Il faut collectivement mieux réfléchir à la place du français dans notre « identité » nationale. Il faut renforcer l’apprentissage du français parce que c’est un moyen important de participer à la citoyenneté résidentielle ; l’apprentissage du français est indispensable pour que les nouveaux migrants puissent mieux s’organiser dans la société française. La durée de la formation linguistique minimale vient d’être allongée de 200 à 240h.

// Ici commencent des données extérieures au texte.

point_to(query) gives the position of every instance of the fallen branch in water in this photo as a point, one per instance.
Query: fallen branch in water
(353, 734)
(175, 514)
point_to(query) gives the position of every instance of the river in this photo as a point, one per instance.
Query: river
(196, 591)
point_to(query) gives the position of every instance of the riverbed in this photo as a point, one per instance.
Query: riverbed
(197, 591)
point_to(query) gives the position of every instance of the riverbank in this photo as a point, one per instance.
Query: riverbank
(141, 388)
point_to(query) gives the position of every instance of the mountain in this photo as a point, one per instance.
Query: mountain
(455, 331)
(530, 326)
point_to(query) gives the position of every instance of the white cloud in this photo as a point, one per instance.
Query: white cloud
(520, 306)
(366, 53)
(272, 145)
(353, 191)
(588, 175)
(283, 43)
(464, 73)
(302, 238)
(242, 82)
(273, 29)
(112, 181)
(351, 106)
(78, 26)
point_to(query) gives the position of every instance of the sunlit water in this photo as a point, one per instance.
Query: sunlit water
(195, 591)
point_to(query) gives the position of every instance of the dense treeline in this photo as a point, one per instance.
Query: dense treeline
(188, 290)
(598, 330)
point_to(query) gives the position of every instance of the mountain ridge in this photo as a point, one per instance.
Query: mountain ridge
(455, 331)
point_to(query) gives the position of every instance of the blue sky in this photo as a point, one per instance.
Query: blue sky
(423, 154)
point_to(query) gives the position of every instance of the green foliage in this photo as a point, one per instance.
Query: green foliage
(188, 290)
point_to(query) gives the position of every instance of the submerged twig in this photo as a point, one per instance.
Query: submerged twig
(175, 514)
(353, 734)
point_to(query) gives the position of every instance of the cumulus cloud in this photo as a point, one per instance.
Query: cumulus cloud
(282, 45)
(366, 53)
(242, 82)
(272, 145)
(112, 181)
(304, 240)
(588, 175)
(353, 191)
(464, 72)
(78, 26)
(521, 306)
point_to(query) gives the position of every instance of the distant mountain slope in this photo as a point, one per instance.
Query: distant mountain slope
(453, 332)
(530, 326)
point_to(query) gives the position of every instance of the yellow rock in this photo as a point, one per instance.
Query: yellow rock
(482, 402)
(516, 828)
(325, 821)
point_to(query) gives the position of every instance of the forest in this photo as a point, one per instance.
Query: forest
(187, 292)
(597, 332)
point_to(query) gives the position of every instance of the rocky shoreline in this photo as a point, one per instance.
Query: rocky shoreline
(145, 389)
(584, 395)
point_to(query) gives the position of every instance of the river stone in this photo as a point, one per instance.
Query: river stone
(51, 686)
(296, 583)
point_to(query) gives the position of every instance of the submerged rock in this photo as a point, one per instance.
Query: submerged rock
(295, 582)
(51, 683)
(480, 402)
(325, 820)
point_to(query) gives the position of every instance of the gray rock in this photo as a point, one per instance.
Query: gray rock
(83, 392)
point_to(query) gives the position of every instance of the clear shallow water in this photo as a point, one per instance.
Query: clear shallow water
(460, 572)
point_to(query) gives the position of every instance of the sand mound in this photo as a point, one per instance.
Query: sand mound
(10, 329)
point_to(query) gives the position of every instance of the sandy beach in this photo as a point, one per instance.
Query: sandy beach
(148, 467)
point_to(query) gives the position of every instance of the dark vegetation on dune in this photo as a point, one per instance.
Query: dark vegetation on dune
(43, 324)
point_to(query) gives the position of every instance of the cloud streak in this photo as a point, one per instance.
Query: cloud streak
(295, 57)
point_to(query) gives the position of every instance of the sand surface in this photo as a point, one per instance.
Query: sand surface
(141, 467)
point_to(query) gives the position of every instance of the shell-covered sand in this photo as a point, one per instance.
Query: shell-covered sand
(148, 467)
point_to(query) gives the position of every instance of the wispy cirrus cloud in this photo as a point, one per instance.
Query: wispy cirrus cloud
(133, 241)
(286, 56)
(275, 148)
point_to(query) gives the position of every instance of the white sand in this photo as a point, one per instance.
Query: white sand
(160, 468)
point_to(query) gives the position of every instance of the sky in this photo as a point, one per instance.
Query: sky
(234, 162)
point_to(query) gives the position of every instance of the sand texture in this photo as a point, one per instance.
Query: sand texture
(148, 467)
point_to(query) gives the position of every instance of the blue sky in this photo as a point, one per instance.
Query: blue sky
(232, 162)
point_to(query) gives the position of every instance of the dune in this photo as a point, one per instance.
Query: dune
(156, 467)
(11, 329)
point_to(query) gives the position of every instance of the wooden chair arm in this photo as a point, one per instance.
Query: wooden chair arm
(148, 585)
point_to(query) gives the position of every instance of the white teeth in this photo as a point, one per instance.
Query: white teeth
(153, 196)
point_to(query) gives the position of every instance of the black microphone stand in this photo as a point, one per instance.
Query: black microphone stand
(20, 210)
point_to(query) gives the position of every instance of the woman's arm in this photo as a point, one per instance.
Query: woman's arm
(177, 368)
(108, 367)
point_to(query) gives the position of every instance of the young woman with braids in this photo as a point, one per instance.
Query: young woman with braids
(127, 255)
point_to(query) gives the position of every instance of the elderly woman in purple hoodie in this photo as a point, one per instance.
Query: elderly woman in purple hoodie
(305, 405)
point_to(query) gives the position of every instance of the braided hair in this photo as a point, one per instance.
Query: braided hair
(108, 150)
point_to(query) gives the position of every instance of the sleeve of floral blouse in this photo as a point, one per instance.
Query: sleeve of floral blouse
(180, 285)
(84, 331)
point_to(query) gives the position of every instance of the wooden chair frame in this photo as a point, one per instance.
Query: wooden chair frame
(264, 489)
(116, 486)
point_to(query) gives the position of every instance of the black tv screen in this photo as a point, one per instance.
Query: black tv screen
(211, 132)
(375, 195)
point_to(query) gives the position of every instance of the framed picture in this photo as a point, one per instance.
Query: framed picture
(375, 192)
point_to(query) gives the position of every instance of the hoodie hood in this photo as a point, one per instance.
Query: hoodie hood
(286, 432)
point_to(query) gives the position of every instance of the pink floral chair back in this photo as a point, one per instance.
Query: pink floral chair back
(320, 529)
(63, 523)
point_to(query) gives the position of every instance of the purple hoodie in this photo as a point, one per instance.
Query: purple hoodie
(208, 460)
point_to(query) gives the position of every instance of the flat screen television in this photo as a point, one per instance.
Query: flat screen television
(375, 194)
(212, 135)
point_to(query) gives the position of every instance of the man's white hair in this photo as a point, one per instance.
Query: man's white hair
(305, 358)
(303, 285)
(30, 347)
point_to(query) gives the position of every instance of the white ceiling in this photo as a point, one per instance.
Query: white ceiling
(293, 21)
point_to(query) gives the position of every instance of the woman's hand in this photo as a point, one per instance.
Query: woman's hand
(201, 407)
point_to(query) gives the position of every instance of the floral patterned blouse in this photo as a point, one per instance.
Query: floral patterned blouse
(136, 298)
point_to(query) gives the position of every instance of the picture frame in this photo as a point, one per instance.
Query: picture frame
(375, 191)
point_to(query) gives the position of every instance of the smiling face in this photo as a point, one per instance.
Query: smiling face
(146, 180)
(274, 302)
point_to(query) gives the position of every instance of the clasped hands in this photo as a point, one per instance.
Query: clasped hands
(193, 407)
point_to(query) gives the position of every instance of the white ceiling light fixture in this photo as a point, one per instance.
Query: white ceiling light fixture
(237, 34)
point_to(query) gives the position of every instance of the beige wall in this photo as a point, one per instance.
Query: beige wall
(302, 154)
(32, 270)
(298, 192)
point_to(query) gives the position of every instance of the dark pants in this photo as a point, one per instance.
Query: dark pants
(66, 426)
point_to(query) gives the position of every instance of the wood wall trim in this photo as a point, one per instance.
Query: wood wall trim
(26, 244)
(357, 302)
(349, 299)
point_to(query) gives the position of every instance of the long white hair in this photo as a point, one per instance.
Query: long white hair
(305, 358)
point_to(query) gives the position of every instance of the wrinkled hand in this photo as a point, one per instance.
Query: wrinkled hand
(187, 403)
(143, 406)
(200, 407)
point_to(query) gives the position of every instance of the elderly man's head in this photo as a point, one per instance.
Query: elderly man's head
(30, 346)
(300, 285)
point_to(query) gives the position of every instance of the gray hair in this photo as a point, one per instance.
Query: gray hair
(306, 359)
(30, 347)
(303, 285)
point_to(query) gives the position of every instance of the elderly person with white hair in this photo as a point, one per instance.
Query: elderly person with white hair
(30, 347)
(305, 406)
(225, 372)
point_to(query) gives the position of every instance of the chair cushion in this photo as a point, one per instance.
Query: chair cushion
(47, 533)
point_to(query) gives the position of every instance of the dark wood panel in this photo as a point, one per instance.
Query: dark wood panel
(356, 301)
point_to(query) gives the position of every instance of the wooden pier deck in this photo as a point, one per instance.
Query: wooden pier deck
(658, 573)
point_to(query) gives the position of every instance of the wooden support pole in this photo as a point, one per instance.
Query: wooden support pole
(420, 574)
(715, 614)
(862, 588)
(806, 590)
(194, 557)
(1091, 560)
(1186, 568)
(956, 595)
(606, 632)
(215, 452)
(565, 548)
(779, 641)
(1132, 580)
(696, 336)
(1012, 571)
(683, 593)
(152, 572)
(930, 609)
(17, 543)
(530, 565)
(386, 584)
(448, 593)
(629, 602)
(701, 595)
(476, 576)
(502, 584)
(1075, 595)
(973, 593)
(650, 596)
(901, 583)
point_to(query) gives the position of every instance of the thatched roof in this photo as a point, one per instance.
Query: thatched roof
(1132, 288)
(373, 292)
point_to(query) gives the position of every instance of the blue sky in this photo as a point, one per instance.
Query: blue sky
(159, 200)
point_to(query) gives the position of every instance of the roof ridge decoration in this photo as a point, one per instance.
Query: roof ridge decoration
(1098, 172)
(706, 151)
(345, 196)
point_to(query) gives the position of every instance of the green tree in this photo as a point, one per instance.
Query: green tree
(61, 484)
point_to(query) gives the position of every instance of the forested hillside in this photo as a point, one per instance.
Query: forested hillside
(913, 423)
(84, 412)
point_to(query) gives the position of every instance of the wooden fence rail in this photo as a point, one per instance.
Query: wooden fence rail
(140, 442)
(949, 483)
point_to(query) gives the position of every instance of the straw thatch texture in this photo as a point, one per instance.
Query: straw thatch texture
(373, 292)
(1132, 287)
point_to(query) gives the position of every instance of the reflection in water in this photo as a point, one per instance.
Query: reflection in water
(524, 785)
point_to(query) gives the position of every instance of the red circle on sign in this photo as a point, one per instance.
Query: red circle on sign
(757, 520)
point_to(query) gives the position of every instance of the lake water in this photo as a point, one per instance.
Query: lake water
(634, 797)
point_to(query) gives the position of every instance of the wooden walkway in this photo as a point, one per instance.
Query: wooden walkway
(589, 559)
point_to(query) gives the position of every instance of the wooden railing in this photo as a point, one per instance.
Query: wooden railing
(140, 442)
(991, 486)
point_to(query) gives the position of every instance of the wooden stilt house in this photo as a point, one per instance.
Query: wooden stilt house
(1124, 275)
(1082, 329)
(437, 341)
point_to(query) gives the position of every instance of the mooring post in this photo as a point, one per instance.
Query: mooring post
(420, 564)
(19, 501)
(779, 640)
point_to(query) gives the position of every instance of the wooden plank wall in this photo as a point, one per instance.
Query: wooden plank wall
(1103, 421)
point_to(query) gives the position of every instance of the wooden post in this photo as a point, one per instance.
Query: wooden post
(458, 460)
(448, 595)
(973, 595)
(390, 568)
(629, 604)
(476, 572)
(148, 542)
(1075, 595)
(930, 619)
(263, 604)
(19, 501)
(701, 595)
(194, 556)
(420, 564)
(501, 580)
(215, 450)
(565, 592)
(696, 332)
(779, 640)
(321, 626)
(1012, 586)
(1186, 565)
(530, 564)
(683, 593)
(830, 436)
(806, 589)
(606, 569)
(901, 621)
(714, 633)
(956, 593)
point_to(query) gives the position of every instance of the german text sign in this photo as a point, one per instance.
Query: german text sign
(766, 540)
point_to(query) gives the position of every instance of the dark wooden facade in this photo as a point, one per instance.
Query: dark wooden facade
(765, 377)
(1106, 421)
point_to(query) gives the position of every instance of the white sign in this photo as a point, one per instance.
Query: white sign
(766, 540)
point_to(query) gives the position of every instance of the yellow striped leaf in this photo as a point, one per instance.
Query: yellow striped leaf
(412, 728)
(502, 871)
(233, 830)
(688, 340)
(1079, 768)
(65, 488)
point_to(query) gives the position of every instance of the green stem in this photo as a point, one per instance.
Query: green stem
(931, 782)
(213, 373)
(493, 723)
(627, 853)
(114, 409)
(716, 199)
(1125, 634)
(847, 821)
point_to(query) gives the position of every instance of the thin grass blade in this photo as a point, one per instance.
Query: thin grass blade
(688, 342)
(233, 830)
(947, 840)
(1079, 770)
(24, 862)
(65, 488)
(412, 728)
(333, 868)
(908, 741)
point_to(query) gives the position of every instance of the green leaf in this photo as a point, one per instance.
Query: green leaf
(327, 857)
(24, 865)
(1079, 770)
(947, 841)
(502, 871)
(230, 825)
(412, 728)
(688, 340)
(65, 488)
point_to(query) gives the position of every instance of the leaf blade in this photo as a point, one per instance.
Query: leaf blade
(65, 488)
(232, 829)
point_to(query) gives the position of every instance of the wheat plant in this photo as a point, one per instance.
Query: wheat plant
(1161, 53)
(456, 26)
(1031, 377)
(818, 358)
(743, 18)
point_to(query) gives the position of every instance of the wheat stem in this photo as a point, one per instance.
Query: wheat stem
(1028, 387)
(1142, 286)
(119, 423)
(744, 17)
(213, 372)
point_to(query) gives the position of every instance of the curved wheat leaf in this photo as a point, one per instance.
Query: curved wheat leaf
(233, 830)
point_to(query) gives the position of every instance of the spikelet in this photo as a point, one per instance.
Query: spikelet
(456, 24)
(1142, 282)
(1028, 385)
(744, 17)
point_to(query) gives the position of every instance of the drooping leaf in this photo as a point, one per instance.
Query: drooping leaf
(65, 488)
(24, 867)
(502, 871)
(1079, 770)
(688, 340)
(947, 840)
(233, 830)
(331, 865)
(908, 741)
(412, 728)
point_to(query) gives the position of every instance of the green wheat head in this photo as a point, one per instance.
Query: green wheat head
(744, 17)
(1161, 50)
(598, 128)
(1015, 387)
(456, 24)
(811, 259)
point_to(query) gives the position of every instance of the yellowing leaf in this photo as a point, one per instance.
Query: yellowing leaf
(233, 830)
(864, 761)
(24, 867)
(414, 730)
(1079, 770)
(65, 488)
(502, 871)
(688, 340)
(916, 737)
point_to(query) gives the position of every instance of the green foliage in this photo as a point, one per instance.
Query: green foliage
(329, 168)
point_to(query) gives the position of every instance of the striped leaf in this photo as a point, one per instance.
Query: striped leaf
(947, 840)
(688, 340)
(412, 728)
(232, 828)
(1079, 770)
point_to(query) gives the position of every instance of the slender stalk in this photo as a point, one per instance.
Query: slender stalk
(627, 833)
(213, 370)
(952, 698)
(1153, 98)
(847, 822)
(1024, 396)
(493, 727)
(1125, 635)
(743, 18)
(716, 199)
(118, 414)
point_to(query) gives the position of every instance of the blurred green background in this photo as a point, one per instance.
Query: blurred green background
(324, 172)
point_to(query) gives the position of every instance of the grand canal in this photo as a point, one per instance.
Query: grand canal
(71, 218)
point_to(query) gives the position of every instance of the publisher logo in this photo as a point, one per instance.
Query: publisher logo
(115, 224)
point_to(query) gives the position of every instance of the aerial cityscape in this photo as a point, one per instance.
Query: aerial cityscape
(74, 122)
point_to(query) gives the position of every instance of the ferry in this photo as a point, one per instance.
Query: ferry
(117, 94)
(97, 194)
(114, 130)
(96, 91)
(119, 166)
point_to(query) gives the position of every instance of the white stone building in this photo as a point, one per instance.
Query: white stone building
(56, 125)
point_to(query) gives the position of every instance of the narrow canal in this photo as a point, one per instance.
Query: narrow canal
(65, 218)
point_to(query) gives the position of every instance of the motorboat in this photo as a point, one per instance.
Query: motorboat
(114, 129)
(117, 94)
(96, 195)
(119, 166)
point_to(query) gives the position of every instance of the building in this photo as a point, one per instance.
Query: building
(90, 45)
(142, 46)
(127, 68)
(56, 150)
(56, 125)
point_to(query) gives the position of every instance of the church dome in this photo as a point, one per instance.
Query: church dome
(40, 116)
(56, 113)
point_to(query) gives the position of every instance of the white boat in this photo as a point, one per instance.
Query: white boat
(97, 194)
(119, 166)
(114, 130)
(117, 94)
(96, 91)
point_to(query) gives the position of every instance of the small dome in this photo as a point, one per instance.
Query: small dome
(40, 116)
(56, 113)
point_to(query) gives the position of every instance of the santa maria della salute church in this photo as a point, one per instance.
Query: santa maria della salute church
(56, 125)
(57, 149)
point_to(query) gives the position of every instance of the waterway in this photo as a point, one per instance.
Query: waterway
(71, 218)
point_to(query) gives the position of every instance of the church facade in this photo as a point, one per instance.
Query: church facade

Louis Gallois, président de la fédération des acteurs de la solidarité
L’illettrisme est un obstacle à l’emploi pour une partie des Français, nous devons faire attention à ne pas traiter seulement le problème des migrants, sinon les Français pourraient y voir une discrimination. La maitrise de la langue dans le pays où on arrive est un facteur indispensable à l’intégration dans ce pays. L’apprentissage du français est trop tardif, il n’est offert qu’à ceux qui obtiennent un titre de séjour. Louis Gallois demande qu’il débute dès l’arrivée sur le sol national. Ce n’est jamais perdu, pour une personne, que d’apprendre une langue. Actuellement, l’apprentissage est totalement confié au bénévolat, on a affaire là aux bonnes volontés, pas aux spécialistes. L’apprentissage apporté aux réfugiés est insuffisant en quantité (200 h), et n’est pas ciblé sur le travail. Comment des personnes qui arrivent trouvent-elles un travail ? L’apprentissage du français est un investissement productif pour notre pays, il faut accélérer l’apprentissage du français payé par l’État dès la demande d’asile ; tout ce qui lie l’apprentissage du français avec la formation professionnelle est extrêmement motivant ; c’est pourquoi il faut allonger la durée de la formation, il faut 400 à 600 h pour apprendre le français ; l’apprentissage du français se fait dans une perspective globale d’intégration, d’hébergement, d’accompagnement des publics réfugiés ; renforcer les moyens d’interprétation dans les services publics.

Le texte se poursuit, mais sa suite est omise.